Farbe, Linien, Chiffren: Werk von Dirk Sommer passt zur Firma " Meta Finanz"

Was bewegt einen Künstler, der ein Atelier in Freiburg, Köln und New York hat zu einer Ausstellung in St. Georgen? Nun, da findet sich zunächst die ganz unkünstlerische Tatsache, dass der Künstler sein Freiburger Atelier gerade ausräumt und bis zum Einzug ins neue Atelier seine Bilder gewissermaßen auslagern muss. Die St. Georgener Firma "Meta Finanz" ihrerseits ist durch ihre modernen Räumlichkeiten für Kunstausstellungen geradezu prädestiniert und gewährt dem Maler Dirk Sommer deshalb gerne einen "Zwischenstopp" für seine Werke.

Bei der Vernissage am Freitagabend stellte der Geschäftsführer des Unternehmens, Herbert Stieglitz, die Verbindung zwischen einer Software-Firma und Kunst her: "Wir produzieren Farben, Linien, Formen und Chiffren auf dem Bildschirm, der Maler macht das auf der Leinwand." In der Tat bestehen etliche Korrespondenzen: Die Bilder von Dirk Sommer bestehen neben Farben aus Linien und Chiffren, er verbindet Malen und Zeichnen miteinander. Was dabei entsteht, sind informelle Bilder - die an den verschiedensten Orten der Welt ihren Ursprung haben. Mit dem Titel der Ausstellung "Zwischenstopp" kann man daher zugleich die Auslagerung der Werke verknüpfen oder ihn als Hinweis auf die wechselnden Aufenthaltsorte des Künstlers interpretieren.

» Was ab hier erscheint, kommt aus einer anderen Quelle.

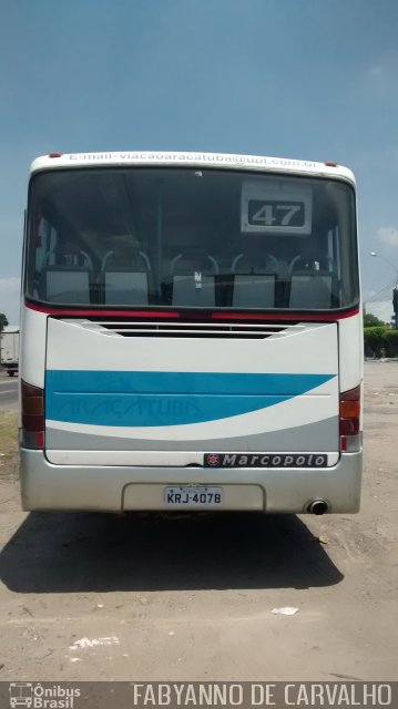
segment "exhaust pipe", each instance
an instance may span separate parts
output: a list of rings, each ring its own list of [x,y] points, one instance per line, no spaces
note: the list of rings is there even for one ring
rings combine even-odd
[[[322,515],[328,511],[329,505],[327,504],[327,502],[325,502],[325,500],[313,500],[313,502],[310,502],[307,506],[307,512],[309,512],[310,514]]]

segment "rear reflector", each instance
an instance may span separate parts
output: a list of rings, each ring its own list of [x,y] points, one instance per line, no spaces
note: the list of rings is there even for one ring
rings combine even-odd
[[[22,432],[23,448],[44,448],[44,390],[39,387],[21,382]]]
[[[360,451],[360,384],[340,393],[339,434],[343,453]]]

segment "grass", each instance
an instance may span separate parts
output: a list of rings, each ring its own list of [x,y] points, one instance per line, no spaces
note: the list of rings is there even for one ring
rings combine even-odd
[[[7,411],[0,414],[0,474],[9,474],[17,469],[18,413]]]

Zentrales Thema der Bilder ist immer wieder die Großstadt New York, wo Dirk Sommer ein Atelier im Stadtteil Brooklyn hat und das dem 45-jähigen Künstler ein schier unerschöpfliches Reservoir an Zeichen, Linien, Formen und diversen sonstigen Botschaften bietet. Dirk Sommer übersetzt diese Eindrücke in Formenkürzel und zeichnerische Symbole. Die großen Farbflächen auf seinen Bildern sollen den Eindruck von Sonnentagen am Strand von Coney Island darstellen ebenso wie den Landeanflug auf den Flughafen von New York oder einen Blick auf den Central Park. Die Zeichnungen deuten häufig architektonische Körper an, die der Betrachter selbst interpretieren kann. So jedenfalls sieht das die Kunstkennerin Beate Hill-Kallusche, die die Rede bei der Vernissage übernahm: jedes Bild von Dirk Sommer berge Rätsel, die der Betrachter ganz für sich alleine lösen müsse.

Die Ausstellung "Zwischenstopp" mit insgesamt 62 Werken von Dirk Sommer dauert bis Februar 2000 und kann zu den Geschäftszeiten der Firma "Meta Finanz" zwischen 8 und 17 Uhr besichtigt werden.